Freedom Fox's avatar

I encourage you to take a look at the following book about how Maoist China used infectious disease to help transform the nation into a collectivist authoritarian one:

Rural Health Care Delivery

Modern China from the Perspective of Disease Politics

Springer-Verlag Berlin Heidelberg, 2013

http://library.lol/main/DB87C08A174B849E1EB0476138787AED

('GET' .pdf download)

Cover Description:

"Diseases are everyday, ordinary occurrences intimately related to people’s daily lives. However, as the metaphor of the “Sick Man of East Asia” emerged against the backdrop of a weak modern China, health care and the curing of diseases were turned into grand state politics with far-reaching implications.
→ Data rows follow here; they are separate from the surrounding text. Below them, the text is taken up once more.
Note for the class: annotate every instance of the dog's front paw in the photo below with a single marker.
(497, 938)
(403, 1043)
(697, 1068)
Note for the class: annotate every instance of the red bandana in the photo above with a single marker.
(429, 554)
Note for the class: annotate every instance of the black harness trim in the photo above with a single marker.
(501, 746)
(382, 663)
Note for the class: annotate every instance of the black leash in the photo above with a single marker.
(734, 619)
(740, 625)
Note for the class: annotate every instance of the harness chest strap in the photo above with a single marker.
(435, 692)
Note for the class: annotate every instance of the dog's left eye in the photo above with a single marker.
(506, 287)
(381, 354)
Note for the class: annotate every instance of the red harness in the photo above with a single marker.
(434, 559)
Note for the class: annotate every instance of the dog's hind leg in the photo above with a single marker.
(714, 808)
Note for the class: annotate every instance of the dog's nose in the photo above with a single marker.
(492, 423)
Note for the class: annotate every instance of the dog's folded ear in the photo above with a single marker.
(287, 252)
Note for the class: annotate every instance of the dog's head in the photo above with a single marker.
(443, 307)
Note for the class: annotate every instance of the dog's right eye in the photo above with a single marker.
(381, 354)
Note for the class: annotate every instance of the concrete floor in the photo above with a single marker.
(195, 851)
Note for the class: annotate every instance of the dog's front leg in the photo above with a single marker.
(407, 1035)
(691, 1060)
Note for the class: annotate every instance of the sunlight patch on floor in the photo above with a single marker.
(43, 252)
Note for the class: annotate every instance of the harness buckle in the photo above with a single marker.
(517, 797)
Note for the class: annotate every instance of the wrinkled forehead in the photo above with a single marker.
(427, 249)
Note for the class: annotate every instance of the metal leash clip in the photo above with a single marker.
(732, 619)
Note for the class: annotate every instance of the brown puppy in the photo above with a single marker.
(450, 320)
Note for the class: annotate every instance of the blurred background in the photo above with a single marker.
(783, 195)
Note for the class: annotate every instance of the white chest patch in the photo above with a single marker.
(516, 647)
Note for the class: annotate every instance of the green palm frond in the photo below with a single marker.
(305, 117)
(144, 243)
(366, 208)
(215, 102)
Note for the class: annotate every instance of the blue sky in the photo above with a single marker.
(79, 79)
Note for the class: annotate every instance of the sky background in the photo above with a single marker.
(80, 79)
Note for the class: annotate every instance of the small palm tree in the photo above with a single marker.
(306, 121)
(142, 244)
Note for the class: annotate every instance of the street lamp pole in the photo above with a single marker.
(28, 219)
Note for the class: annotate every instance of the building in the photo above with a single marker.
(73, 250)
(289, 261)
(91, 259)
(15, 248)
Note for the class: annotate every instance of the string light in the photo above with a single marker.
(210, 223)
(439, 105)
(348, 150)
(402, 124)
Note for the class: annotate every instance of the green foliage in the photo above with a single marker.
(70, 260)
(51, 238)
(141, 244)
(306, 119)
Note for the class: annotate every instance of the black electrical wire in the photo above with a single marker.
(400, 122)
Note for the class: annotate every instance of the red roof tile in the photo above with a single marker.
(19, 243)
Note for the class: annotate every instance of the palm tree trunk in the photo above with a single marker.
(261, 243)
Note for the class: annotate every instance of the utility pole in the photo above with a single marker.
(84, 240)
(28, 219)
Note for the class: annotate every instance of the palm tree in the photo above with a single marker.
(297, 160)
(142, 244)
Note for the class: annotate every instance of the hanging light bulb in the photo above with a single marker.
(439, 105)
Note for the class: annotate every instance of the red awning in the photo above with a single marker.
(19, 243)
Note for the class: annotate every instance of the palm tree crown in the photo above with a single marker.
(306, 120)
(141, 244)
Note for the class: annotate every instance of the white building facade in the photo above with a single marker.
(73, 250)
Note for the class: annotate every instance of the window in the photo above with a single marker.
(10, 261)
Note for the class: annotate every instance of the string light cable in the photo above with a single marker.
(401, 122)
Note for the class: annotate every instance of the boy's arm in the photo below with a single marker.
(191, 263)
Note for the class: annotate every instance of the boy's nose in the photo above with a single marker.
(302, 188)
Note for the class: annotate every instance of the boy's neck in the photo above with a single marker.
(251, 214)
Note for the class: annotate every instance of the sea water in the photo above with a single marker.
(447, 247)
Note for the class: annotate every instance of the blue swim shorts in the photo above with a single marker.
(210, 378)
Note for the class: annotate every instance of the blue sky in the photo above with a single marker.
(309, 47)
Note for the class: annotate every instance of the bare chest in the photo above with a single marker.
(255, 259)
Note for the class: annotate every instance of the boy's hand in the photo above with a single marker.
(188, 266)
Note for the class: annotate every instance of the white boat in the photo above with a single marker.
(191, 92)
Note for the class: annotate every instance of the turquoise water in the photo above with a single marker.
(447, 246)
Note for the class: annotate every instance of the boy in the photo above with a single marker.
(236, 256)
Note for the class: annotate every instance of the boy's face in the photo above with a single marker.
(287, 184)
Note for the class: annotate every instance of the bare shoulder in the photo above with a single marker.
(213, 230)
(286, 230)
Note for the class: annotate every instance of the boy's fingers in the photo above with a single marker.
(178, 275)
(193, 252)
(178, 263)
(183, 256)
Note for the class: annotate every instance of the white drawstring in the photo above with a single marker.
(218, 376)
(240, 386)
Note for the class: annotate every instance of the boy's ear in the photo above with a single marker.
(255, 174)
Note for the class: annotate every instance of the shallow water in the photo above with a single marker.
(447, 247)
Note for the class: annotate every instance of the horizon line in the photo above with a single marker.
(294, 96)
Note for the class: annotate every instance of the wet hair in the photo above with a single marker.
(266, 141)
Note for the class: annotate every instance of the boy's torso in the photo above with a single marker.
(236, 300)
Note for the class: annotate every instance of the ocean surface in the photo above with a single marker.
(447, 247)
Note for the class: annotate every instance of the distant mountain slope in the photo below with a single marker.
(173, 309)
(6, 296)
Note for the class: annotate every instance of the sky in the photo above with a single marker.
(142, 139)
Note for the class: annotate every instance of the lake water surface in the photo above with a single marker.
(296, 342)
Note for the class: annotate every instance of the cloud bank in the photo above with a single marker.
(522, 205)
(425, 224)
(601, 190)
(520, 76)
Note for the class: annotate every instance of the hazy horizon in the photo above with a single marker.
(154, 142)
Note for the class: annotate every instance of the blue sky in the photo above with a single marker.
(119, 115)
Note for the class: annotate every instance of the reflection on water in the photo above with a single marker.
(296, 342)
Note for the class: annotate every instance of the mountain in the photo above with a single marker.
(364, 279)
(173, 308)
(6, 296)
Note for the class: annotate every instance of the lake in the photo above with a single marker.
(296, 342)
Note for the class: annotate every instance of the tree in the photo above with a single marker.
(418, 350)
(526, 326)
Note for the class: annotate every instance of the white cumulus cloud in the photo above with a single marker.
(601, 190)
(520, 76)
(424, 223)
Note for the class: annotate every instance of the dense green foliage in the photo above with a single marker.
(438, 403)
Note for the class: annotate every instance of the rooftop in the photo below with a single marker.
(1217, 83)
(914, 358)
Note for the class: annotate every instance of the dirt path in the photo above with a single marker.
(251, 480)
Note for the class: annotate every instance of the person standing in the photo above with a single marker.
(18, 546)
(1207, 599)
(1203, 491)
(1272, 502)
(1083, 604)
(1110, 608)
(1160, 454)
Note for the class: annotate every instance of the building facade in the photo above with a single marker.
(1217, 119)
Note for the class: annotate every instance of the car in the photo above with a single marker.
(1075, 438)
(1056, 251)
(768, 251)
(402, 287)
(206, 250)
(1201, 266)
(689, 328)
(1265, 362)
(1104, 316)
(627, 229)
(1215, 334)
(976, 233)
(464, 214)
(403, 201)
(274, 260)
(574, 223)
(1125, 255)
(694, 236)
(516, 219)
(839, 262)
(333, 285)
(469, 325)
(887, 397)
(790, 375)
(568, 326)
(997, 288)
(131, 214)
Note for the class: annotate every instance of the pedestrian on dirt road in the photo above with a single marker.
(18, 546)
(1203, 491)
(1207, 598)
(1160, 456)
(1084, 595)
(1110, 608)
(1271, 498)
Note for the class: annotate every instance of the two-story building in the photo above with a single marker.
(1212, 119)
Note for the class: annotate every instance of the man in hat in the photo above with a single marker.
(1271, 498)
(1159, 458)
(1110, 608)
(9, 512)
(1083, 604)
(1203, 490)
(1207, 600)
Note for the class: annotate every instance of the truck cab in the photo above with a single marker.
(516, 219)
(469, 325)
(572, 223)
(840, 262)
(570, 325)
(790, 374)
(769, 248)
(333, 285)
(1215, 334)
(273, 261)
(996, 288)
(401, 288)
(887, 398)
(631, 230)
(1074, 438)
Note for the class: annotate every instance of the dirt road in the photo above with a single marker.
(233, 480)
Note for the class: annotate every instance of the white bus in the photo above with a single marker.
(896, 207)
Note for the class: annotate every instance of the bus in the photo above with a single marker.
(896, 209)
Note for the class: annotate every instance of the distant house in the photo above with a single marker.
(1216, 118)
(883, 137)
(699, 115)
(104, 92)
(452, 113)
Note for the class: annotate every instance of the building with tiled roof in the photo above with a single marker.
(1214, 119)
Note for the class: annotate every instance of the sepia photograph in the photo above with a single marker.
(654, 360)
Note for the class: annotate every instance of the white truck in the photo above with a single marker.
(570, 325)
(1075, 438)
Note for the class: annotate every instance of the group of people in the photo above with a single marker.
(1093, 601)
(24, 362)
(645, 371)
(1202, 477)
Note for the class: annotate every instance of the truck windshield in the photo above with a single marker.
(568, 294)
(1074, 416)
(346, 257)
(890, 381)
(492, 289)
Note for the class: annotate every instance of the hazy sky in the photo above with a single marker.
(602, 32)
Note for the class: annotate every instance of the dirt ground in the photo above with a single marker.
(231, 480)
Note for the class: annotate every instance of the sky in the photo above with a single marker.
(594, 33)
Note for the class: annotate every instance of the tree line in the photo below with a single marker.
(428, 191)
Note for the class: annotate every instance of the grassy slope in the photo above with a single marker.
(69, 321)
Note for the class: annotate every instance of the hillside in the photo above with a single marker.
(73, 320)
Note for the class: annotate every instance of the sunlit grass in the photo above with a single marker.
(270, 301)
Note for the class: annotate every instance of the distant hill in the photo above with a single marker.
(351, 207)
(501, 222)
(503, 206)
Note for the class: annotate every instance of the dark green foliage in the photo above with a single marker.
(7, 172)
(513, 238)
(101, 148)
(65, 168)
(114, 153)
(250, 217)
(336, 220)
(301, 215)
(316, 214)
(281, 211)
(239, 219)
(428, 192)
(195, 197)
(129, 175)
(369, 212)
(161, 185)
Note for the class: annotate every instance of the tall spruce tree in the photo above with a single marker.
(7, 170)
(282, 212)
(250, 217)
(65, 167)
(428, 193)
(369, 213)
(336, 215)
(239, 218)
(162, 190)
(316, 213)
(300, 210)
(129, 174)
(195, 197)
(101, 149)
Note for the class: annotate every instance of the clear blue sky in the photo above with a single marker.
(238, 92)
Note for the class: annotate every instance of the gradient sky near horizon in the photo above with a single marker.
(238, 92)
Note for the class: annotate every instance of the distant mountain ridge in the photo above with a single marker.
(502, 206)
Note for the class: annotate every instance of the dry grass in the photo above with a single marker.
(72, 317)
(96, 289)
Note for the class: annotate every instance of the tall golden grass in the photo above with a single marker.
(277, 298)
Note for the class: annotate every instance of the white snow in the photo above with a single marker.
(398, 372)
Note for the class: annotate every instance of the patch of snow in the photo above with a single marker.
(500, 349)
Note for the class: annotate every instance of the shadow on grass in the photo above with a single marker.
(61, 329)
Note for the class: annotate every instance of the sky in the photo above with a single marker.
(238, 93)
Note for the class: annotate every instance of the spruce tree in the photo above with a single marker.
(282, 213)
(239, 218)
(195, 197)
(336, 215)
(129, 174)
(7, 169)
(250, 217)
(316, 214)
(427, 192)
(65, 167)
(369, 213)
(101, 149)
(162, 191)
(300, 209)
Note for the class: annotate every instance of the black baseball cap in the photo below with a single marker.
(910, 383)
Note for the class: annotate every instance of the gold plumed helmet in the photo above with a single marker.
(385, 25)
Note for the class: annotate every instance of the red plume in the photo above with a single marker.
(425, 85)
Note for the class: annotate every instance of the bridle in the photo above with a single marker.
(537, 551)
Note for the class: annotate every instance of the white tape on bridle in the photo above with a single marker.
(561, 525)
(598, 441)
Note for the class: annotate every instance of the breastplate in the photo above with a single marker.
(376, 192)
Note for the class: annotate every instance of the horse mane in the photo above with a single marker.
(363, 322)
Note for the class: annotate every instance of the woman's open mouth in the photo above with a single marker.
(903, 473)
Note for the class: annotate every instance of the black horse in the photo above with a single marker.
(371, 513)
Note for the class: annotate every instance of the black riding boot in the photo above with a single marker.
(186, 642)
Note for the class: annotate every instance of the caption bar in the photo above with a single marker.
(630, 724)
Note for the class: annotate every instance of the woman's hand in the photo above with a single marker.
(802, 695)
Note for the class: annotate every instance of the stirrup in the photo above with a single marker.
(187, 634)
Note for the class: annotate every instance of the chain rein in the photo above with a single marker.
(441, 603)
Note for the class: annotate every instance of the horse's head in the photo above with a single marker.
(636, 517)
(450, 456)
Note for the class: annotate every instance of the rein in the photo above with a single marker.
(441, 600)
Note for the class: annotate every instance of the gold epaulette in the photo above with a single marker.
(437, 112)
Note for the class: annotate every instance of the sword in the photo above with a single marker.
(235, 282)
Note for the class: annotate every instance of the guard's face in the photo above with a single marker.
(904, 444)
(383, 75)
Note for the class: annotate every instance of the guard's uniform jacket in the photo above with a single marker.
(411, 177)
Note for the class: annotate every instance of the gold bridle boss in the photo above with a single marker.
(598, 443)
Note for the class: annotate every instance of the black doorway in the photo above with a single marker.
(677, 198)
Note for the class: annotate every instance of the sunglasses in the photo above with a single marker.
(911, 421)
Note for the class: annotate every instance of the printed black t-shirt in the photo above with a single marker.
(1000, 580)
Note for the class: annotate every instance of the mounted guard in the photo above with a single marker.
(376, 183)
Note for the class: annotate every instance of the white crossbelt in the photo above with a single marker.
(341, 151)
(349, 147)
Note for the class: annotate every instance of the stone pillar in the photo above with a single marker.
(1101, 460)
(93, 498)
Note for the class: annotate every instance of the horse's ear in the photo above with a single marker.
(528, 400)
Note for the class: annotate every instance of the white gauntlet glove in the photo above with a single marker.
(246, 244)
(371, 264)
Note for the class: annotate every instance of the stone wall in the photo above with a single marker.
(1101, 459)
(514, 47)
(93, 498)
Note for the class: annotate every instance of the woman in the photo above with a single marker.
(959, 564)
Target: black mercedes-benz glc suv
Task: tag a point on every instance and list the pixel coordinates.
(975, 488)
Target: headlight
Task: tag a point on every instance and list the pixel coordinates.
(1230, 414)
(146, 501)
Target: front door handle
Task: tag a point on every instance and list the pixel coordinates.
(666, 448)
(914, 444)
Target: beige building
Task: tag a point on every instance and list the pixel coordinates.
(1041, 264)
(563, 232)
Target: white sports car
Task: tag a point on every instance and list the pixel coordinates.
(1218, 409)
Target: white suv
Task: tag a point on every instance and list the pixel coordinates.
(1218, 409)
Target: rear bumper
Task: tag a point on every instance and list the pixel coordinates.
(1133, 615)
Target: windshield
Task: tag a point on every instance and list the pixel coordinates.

This book, starting with the argument for diseases being metaphors, describes and interprets such incidents in China’s history as the Abolishment of Traditional Chinese Medicine, the Patriotic Hygiene Campaign and the Cooperative Medical Services. In an effort to reveal the internal logic of disease politics in the transformation of the state-people relationship, the book analyzes key aspects including the politicization and inclusion of diseases in state governance, the double disciplining of hygiene, legitimacy construction of the state, the remaking of the nationals, and the expansion of the “publicness” of the state. The book argues that disease politics in modern China has developed following the path from nationals to the people, and then to citizens, or from crisis politics and mobilization politics to life politics. In addition, a marked change has occurred in China’s state building: increasingly standard, rationalized and institutionalized means have been employed while the non-standard means, such as large-scale mobilization and ideological coercion, had been historically used in China."

I discovered this book when I recently reviewed some early reading of mine in March, 2020 I found in Foreign Affairs, an international affairs publication supported by and intended for the globalist audience, those who believe in one-world governance, varieties found both on the left and right. It is a highly influential publication in those circles, one of the most influential international affairs publications in the world The book above was in a link the FA article presented:

Past Pandemics Exposed China’s Weaknesses

The Current One Highlights Its Strengths

Foreign Affairs, March 27, 2020

https://web.archive.org/web/20200328050913/https://www.foreignaffairs.com/articles/china/2020-03-27/past-pandemics-exposed-chinas-weaknesses

I made a brief highlight of it in my Stack in April, listing some of the chapter and section titles I found most interesting and relevant to the world since 2020. It is a very lengthy book, I only read contents under the titles I listed, along with a few others I didn't find interesting enough to share.